Commençons donc par quelques concepts généraux. Et tout d’abord, qu’est ce qui nous permet de parler de l’habitat préhistorique, même s’agissant de la fin de la Préhistoire, car comme vous le savez les restes d’architectures sont fort peu nombreux, surtout en Europe par rapport à d’autres régions où des architectures de terres ont pu se conserver…

Souvenez-vous de Çatal Höyük.

En Europe, rien de ce genre sauf cas exceptionnels. Nous avons à faire généralement à 5 grands types de sites domestiques – par opposition aux sites funéraires ou, c’est parfois moins facile à mettre en évidence, des sites cultuels…

Le premier type c’est évidemment la grotte et l’abri sous roche. Sauf cas tout aussi exceptionnel, l’étude va se limiter à la mise en évidence des structures, des sols et des espaces domestiques s’ils existent pouvant être spécialisés. Pas d’architecture à priori, encore qu’il existe des cas de constructions dans des abris, mais nous ne sommes pas chez les Anasazis du sud-ouest des Etats-Unis.

Deuxième grand type de gisement, des sites que l’on dit à couches et qui ne présentent pas d’architectures conservées évidentes.
Là encore ce sont les structures domestiques, la répartition des objets qui va nous renseigner sur l’organisation de l’espace et éventuellement sur la présence d’architectures disparues.

Troisième type de site : le site dit « à fosses » en fait, il s’agit de sites où les couches et niveaux de sol archéologiques ont disparu ne livrant que le substratum dans lequel sont creusées des fosses mais aussi des trous de poteau par exemple, de palissades et de fossés…

Nous allons avoir ici des plans directement ou indirectement lisibles de construction qu’il s’agit de restituer et d’interpréter et ce n’est pas toujours facile.

La quatrième catégorie est beaucoup plus rare et en fait du même type que la précédente, c’est celle des sites lacustres, où nous allons avoir les poteaux conservés dans les trous de poteaux. Généralement cela se présente comme une forêt de piquets pas toujours lisible et seule la dendrochronologie, les mesures d’âge faites sur chaque poteau permettent de redessiner des plans des constructions réalisées avec des poteaux de même âge.
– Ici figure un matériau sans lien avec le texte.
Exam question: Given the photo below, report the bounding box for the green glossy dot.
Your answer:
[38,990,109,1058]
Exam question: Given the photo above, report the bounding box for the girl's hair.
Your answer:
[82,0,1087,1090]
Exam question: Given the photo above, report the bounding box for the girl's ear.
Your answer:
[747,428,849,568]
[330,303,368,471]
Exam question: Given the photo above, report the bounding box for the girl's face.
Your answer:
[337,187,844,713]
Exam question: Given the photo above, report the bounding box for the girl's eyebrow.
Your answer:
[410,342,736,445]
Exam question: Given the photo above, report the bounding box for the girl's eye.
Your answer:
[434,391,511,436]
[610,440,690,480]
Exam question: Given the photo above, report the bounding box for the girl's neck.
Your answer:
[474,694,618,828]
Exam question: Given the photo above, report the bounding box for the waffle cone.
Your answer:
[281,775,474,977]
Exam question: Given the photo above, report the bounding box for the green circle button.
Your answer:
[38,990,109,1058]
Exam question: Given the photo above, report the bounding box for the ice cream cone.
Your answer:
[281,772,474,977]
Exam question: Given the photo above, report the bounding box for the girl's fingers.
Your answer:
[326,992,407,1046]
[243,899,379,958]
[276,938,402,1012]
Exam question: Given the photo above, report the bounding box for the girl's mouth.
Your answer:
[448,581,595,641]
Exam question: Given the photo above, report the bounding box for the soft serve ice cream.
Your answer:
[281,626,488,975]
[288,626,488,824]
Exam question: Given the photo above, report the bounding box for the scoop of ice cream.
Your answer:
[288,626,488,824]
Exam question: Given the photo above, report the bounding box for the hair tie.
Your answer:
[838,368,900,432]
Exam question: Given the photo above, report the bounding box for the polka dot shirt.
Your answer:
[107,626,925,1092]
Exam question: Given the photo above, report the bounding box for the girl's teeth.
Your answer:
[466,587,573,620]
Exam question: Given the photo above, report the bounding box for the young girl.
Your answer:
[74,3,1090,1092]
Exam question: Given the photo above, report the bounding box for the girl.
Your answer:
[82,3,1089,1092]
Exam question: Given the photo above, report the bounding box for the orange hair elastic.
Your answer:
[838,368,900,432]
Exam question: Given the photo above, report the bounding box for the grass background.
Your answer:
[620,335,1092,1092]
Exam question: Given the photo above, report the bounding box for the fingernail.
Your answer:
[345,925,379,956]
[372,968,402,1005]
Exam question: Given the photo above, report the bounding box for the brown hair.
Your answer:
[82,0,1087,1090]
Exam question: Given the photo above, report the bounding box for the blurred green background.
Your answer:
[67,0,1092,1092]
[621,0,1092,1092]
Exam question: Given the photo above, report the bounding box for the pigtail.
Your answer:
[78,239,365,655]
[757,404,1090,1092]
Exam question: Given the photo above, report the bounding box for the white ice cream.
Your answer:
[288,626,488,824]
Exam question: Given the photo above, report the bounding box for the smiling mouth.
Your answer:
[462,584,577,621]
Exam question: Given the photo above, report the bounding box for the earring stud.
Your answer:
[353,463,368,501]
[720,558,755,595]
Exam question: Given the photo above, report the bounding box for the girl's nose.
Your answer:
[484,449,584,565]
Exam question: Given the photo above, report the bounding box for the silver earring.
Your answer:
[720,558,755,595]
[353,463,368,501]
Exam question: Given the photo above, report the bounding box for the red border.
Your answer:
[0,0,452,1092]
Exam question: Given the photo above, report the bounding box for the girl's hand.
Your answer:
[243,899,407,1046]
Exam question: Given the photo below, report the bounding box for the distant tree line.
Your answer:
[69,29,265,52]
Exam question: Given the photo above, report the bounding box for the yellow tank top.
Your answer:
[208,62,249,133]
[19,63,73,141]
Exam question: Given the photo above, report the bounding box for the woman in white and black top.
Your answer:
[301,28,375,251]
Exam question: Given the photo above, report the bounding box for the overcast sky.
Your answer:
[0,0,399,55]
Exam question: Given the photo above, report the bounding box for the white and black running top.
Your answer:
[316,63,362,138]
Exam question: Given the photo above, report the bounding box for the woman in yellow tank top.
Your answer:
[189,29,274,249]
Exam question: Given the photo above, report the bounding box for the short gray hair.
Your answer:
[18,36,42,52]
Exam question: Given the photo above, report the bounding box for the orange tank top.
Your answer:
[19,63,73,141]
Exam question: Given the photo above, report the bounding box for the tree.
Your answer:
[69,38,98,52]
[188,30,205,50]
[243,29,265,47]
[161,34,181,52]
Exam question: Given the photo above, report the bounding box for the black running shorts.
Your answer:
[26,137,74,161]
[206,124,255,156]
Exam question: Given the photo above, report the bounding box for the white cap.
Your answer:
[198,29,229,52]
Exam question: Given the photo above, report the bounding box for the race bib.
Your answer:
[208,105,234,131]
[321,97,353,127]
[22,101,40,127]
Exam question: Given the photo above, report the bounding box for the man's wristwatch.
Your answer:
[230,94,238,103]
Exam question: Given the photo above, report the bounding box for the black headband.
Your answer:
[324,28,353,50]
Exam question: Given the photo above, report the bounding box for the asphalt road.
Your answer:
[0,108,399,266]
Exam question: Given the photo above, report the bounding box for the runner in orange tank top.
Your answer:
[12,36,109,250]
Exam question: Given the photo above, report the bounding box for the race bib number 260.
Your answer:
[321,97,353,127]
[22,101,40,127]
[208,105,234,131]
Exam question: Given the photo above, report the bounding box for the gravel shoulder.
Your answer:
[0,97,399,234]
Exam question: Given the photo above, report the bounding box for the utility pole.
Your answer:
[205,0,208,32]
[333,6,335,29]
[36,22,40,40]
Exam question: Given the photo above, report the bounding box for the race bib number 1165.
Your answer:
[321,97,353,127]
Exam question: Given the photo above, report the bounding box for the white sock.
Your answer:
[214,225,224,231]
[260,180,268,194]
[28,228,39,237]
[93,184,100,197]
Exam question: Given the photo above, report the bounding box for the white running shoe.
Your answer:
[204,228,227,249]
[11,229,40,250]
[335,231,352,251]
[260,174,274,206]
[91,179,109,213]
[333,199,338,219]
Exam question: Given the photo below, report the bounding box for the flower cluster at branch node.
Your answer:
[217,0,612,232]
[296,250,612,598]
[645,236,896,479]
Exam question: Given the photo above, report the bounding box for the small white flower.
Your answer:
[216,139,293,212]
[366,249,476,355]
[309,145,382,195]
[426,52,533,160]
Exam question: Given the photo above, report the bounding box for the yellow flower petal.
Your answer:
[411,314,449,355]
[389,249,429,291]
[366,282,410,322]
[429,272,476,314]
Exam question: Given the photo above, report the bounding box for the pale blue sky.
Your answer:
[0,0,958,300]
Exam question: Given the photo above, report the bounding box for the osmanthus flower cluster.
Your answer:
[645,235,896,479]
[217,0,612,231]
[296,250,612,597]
La cinquième catégorie concerne les architectures conservées, généralement en pierre sur des sites terrestres. Elle est relativement rare mais on peut y retrouver les vestiges des habitations elles-mêmes et parfois des aménagements collectifs comme les murs d’enceintes.

Enfin une sixième catégorie qui n’existe pour ainsi dire pas – c’est pour ça que je ne vous en ai mentionné que 5 – est celle des sites à architectures de terre conservées. En fait, elle existe bel et bien mais n’a été reconnue en Europe occidentale pour le Néolithique que très récemment, par les archéologues et géo-archéologues qui sont allés travailler au Proche Orient ou surtout dans le sud-est de l’Europe, en Bulgarie, où ces architectures assez bien conservées ont pu être étudiées. Alors maintenant on commence à en trouver essentiellement en Languedoc, dans le Midi.

Alors quelques notions générales maintenant sur l’étude de l’habitat avec tout d’abord quelques définitions propres aux archéologues

L’habitat tout d’abord ne désigne pas la maison mais a un sens très général incluant les autres éléments que je vous présente tout de suite :

L’habitation ou la maison correspond à la définition classique et actuelle, c’est le lieu où l’on vit.

Mais d’autres types de constructions peuvent être associées à la maison comme des bâtiments pour les animaux (étables, bergeries) ou pour les récoltes (greniers).

Mais attention au Néolithique un même bâtiment peut renfermer plusieurs activités dont celle de l’habitation associée par exemple à une étable…

Des aménagements collectifs font aussi partie de l’habitat, comme les enceintes, les places, les bâtiments collectifs (lieux de réunion, lieux de culte), et encore des aménagements hydrauliques…des terrassements…etc.

Enfin, il y a l’implantation : qui correspond au choix d’installation de l’habitat en terme de topographie, de proximité d’un cours d’eau, ou à l’inverse perché pour des besoins de défense…

Vous aurez compris qu’on ne dispose finalement que de peu de choses pour étudier l’habitat néolithique.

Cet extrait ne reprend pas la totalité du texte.